As the saying goes, “those who live in glass-houses shouldn’t throw rocks.” Likewise, today, we might add to it that those who live in glass-houses shouldn’t cry “spy” when people look into their homes and see a messy house.

That is, glass-house residents have slim to no expectations for privacy, and “Slim” just walked out of the room. Over the past few weeks, the world, particularly its English speaking Catholics, found out exactly how much of a glass-house in which we live regarding our personal data – name, phone number, email, address, location data, etc – and the assumed privacy and anonymity of said data.

The two journalists, canon lawyers by training, who edit and write The Pillar, a Catholic news outlet emphasising long-form journalism, recently used publicly available data to raise awareness about a high-ranking Catholic Monsignor in the United States, who, according to the data and the original source of the data, Grindr – an app popular for hook-ups and sexual encounters in the LGBTQI+ community – suggests sexual misconduct on the part of the Monsignor.

should the Bride of Christ know when her priests refuse to remain faithful to their vows? I think so.

The Pillar purchased the data from a data vendor. That data vendor obtained the information from a marking agency. The marketing agency purchased the data directly from Grindr. Though Grinder promises supposed anonymity to its users, it only promises a limited degree of privacy according to its own terms and conditions.

What Grindr and The Pillar prove is the truth of the adage about free goods: “If they aren’t charging you for the product; you are the product.” In this case, the geo-location data and the app’s unique numerical identifiers of users’ mobile device was for sale.

Additionally, The Pillar raised security issues surrounding location-based hook-up apps, particularly Grindr, which they found to be in use at the Vatican in locations off-limits to tourists and pilgrims.
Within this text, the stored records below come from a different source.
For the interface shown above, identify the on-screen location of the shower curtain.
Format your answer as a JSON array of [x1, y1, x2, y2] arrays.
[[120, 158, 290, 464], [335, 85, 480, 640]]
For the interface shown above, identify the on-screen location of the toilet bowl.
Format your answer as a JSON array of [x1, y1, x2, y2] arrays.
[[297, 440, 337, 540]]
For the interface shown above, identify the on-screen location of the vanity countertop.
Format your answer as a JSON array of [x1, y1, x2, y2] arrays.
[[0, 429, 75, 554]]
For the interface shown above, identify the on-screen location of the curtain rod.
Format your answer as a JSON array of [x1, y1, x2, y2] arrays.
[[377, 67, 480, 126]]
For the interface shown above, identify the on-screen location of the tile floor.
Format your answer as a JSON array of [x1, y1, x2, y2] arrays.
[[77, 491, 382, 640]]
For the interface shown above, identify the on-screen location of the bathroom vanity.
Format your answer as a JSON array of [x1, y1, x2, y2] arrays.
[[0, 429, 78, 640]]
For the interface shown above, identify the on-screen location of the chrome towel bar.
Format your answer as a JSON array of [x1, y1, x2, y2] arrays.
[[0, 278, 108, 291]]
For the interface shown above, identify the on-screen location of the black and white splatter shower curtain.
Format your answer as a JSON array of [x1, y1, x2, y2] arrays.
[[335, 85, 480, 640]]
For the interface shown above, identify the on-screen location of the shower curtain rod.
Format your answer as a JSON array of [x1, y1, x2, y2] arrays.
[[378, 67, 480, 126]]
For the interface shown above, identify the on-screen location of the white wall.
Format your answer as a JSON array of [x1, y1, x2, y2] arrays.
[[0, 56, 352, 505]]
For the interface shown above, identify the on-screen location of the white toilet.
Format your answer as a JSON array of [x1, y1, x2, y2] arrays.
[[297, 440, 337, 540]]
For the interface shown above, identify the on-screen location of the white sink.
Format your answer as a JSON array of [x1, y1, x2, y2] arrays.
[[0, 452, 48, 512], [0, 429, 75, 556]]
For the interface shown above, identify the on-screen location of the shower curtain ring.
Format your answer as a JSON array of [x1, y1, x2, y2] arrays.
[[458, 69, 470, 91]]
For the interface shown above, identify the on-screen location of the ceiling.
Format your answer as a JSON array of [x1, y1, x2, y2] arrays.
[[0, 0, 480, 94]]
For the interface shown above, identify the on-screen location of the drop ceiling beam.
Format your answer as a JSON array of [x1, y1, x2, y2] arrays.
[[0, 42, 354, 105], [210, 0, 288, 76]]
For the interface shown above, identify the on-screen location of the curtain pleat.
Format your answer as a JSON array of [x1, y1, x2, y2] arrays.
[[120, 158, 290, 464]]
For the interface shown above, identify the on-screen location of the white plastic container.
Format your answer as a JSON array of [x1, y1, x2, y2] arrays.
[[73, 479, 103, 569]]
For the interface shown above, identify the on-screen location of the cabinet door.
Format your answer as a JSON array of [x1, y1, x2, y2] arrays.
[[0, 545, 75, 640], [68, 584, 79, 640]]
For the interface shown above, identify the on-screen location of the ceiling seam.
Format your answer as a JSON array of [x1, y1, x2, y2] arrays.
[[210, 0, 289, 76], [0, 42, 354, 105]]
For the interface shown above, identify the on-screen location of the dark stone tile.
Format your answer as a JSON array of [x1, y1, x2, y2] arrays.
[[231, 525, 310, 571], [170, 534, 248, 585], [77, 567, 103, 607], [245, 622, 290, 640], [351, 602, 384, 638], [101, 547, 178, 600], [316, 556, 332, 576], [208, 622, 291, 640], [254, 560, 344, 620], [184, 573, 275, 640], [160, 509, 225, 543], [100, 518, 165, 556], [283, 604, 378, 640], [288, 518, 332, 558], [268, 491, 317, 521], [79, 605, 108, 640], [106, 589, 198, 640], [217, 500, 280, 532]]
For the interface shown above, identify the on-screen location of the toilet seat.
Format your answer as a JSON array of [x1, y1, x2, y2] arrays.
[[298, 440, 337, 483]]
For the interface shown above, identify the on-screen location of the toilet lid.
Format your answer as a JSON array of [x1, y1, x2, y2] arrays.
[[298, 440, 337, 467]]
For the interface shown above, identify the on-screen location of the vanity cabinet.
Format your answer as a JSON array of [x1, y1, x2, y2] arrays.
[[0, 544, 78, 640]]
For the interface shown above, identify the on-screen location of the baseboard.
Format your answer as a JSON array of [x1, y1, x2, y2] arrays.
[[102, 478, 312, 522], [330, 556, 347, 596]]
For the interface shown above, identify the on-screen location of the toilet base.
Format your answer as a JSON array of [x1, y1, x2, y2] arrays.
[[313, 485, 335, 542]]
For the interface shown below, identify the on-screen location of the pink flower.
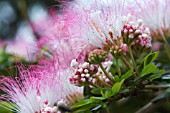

Critics of The Pillar are suddenly in support of robust privacy laws, while at the same time vilifying the behaviour of The Pillar and accusing them of potential blackmail. However, you can only blackmail someone after they have done something immoral or illegal.

The journalists raise important questions and concerns for the Church. Yet, what is missed is that responsibility is the anchor for privacy before new laws. If you don’t want personal, even anonymous, data out there, be responsible and don’t give companies access to it.
Assuming the analogy that a priest is married to the church, then privacy is only a secondary concern. The real issue is that of infidelity of vows.

In other words, if we learn of a friend who is cheating on his wife, should we tell his wife? Put it differently, does our friend’s wife have a right to know that her spouse is unfaithful? Likewise, should the Bride of Christ know when her priests refuse to remain faithful to their vows? I think so.

In brief, critics of The Pillar are angry because an uncomfortable number of priests have taken residency in a glass-house built by Grindr, and someone is now looking through the glass walls.